Last week’s sale of Edward Albee’s collection of art and decorative objects at Sotheby’s in Manhattan broke records for many of the artists involved. It was a rare “white glove sale,” meaning all 105 lots sold, and the auction raised $12.5 million to support the Edward F. Albee Foundation, which provides residencies for writers and visual artists in Montauk, where the playwright lived part time.

Mr. Albee established the foundation in 1967, flush from his success with plays such as “Who’s Afraid of Virginia Woolf?” and “A Delicate Balance.” He made provisions in his will that his collection be sold to benefit the foundation, and his will was honored after his death last year. Most of the art he collected had been placed in his TriBeCa loft.

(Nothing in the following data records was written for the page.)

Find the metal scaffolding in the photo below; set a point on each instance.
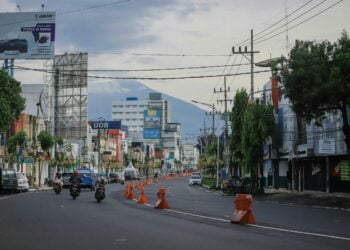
(70, 97)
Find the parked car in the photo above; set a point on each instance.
(8, 180)
(22, 182)
(195, 180)
(20, 45)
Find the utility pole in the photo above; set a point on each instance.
(226, 117)
(213, 115)
(251, 60)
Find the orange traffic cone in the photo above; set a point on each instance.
(142, 199)
(126, 191)
(130, 194)
(243, 213)
(161, 203)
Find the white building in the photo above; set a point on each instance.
(190, 155)
(130, 112)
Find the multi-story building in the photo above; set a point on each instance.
(305, 156)
(131, 113)
(190, 155)
(171, 143)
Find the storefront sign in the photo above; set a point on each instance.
(326, 146)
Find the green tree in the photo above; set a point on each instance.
(258, 125)
(318, 80)
(46, 142)
(11, 101)
(14, 143)
(237, 115)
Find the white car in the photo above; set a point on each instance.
(195, 180)
(22, 182)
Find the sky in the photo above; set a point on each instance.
(162, 34)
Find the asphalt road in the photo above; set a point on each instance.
(198, 219)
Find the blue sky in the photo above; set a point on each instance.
(113, 32)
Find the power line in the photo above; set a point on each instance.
(279, 21)
(161, 69)
(93, 7)
(290, 21)
(141, 78)
(304, 21)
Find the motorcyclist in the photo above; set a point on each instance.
(75, 180)
(58, 179)
(101, 184)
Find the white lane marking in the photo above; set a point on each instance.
(258, 226)
(11, 196)
(300, 232)
(197, 215)
(121, 240)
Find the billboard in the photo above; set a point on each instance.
(152, 118)
(105, 124)
(151, 133)
(27, 35)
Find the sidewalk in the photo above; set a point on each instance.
(307, 198)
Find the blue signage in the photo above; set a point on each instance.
(149, 133)
(105, 124)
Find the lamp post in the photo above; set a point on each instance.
(213, 113)
(213, 132)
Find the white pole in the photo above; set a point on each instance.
(217, 166)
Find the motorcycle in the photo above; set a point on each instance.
(57, 188)
(74, 191)
(100, 192)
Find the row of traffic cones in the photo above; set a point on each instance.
(161, 202)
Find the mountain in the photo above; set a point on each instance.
(101, 95)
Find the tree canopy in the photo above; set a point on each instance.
(11, 101)
(258, 125)
(239, 107)
(46, 140)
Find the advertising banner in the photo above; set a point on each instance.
(151, 133)
(105, 124)
(326, 146)
(27, 35)
(152, 118)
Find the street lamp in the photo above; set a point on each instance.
(217, 154)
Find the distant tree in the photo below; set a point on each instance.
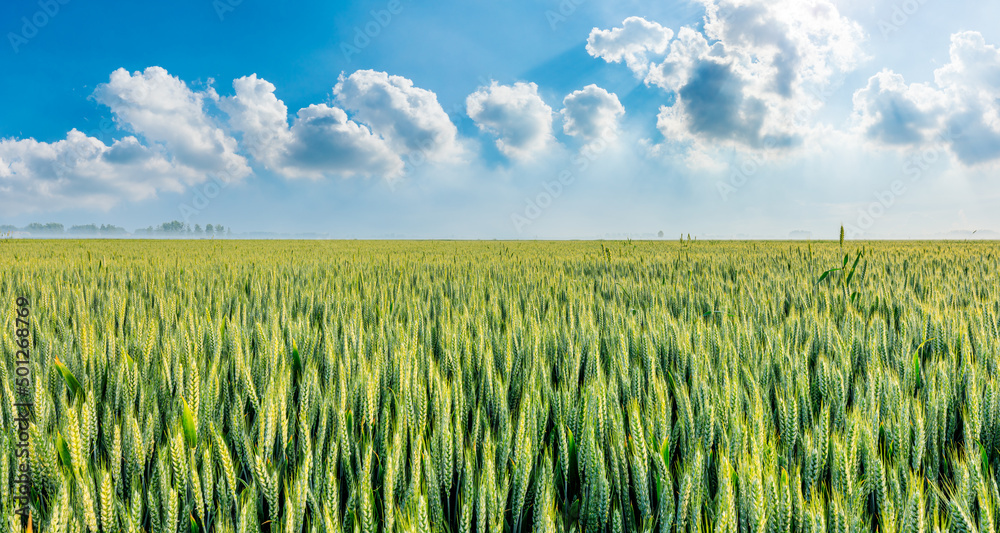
(42, 229)
(112, 230)
(175, 226)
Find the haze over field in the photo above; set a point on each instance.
(573, 119)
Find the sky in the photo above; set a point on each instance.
(536, 119)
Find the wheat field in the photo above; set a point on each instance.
(302, 386)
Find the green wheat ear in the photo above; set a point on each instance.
(63, 450)
(187, 420)
(70, 379)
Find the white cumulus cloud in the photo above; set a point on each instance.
(960, 110)
(634, 42)
(163, 110)
(409, 118)
(322, 141)
(83, 172)
(516, 114)
(751, 76)
(591, 112)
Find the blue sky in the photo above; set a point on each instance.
(540, 119)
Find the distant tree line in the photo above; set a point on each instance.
(178, 229)
(173, 228)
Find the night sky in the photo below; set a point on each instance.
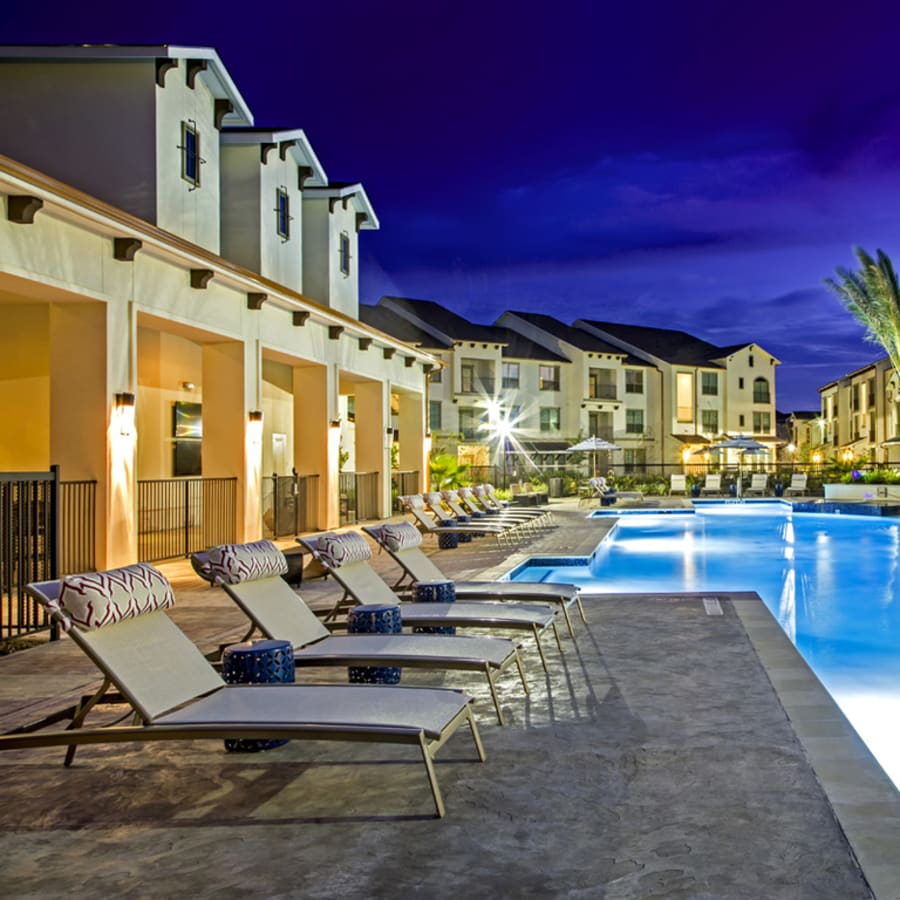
(694, 165)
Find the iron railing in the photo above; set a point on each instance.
(178, 516)
(358, 497)
(29, 546)
(290, 504)
(77, 526)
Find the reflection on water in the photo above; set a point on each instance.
(831, 581)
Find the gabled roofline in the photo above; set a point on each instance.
(295, 143)
(111, 221)
(217, 77)
(348, 192)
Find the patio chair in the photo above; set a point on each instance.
(404, 544)
(415, 505)
(346, 557)
(118, 619)
(759, 484)
(797, 485)
(712, 485)
(249, 573)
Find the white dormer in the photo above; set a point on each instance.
(137, 127)
(264, 174)
(333, 216)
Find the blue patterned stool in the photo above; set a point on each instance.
(464, 538)
(257, 662)
(448, 541)
(374, 618)
(434, 592)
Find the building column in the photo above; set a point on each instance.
(316, 441)
(373, 444)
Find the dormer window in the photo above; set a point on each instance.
(283, 214)
(190, 153)
(344, 253)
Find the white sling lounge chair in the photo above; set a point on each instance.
(250, 574)
(404, 543)
(346, 557)
(118, 619)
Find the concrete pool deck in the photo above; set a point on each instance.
(668, 753)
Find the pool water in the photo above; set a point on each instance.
(832, 581)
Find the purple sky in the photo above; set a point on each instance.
(695, 165)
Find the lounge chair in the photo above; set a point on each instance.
(249, 573)
(404, 543)
(797, 485)
(713, 485)
(415, 505)
(118, 619)
(678, 484)
(346, 557)
(759, 484)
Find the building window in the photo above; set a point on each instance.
(635, 459)
(684, 396)
(761, 391)
(283, 214)
(434, 415)
(468, 422)
(344, 252)
(190, 153)
(548, 378)
(510, 375)
(549, 418)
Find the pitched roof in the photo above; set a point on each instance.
(386, 320)
(442, 319)
(677, 347)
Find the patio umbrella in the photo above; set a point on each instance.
(743, 445)
(592, 445)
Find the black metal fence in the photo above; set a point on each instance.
(177, 516)
(29, 546)
(290, 504)
(358, 497)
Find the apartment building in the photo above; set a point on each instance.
(860, 415)
(180, 298)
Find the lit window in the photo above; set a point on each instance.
(761, 391)
(549, 418)
(548, 378)
(510, 375)
(684, 396)
(283, 213)
(634, 421)
(190, 153)
(345, 253)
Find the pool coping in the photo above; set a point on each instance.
(865, 801)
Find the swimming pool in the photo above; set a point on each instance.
(832, 581)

The auction featured work by Milton Avery, Lee Krasner, John Cage, and many other artists, some better known than others. Avery’s “Meditation,” from 1960, sold for $3.7 million, exceeding its estimate of $2 million to $3 million. Three bidders drove it to the second highest price paid at auction for a work by the artist. A second Avery painting, “Two Nudes‚“ from 1954, did not fare as well, selling below its estimate of $400,000 to $600,000, at $372,500.

Three-quarters of the lots offered, however, did exceed their high estimates. The sale also set 16 new auction records for works by artists such as Krasner, whose acrylic and gouache on paper sold for $588,500, far above its high estimate of $180,000. Works by Cage, Ilya Bolotowsky, and Albert Eugene Gallatin were some of the other record breakers. John McLaughlin’s “V-1957” attracted six spirited bidders who put the piece high over its $80,000 to $120,000 estimate to a final price of $516,500.

Amy Cappellazzo, the chairwoman of Sotheby’s fine art division, explained the enthusiasm as an appreciation of “Edward’s canny eye and thoughtful understanding of the artistic process” by a broad collecting audience. In a release, she said that the bidders understood that what was on offer was “a slice of New York intellectual history.”